The Club / Cudgel War (1596)
In 1596 the peasants of Finland revolted against Swedish exploitation. They had become tired of the hardships they had been forced to endure the Russo-Swedish War of 1590-1595, and further enraged when they discovered that they would have to continue supplying the Swedish army with food, lodging and transport even after the Treaty of Tyavzino had been signed. To make matters worse, there were allegations that the Swedish military were abusing the taxation system by taking more than they were entitled to by force.

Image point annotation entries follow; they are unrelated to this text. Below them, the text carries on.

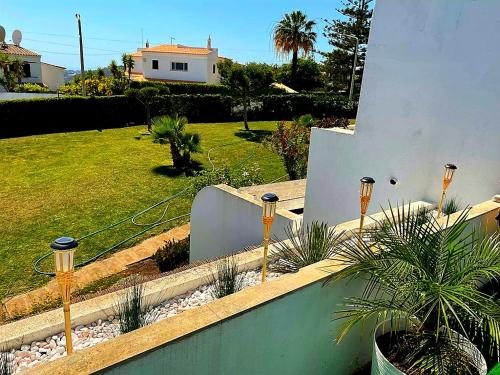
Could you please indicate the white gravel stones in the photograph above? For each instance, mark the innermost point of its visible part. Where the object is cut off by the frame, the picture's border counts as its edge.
(94, 333)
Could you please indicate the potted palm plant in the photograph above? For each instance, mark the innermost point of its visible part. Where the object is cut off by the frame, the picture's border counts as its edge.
(423, 284)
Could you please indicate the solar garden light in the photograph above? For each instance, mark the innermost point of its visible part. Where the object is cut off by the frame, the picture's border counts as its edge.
(64, 252)
(365, 194)
(269, 201)
(449, 170)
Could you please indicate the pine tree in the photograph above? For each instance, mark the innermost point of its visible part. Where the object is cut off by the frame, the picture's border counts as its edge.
(355, 20)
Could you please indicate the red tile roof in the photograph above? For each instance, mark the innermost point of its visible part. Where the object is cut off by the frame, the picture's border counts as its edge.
(174, 48)
(12, 49)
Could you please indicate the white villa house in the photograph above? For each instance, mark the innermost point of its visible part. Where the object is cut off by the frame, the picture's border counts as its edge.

The war that ensued was named after the fact that the peasants couldn't afford Zweihander swords, lances, muskets or horses, and instead armed themselves with blunt instruments such as cudgels and maces. They succeeded in capturing Nokia manor and won a number of skirmishes against small cavalry forces, but were then defeated by Cas Fleming on January 1st and 2nd of 1597. The leader of the peasant revolt, Jaako Ilkka, was captured towards the end of January and executed. A second wave of insurgents were defeated on February 24th at Ilmajoki in the Battle of Santavuori. In total, some 3,000 people died during the insurgency, mostly peasants from the regions of Ostrobothnia, Northern Tavastia and Savo.

The Great Northern War and The Greater Wrath (1700-1721)
The Great Northern War began in 1700 when the Northen Alliance, a coalition comprised of Russia, Denmark-Norway, Poland-Lithuania, and Saxony launched an attack on Sweden for control of the Baltic Sea.

Peter the Great's galley navy successfully captured a small detachment of the Swedish navy in 1714 near the Hanko peninsula, which was the first Russian naval victory of the war. Between 1713 and 1714 the Russian army occupied most of Finland, having already taken the city of Vyborg in 1710. Finnish troops made their last stands in the battles of Pälkäne in 1713 and Napue in early 1714, in Isokyrö, Ostrobothnia. The military occupation of Finland by Russia that followed lasted until the treaty of Nystad, signed in 1721, and is known in Finland as the Greater Wrath.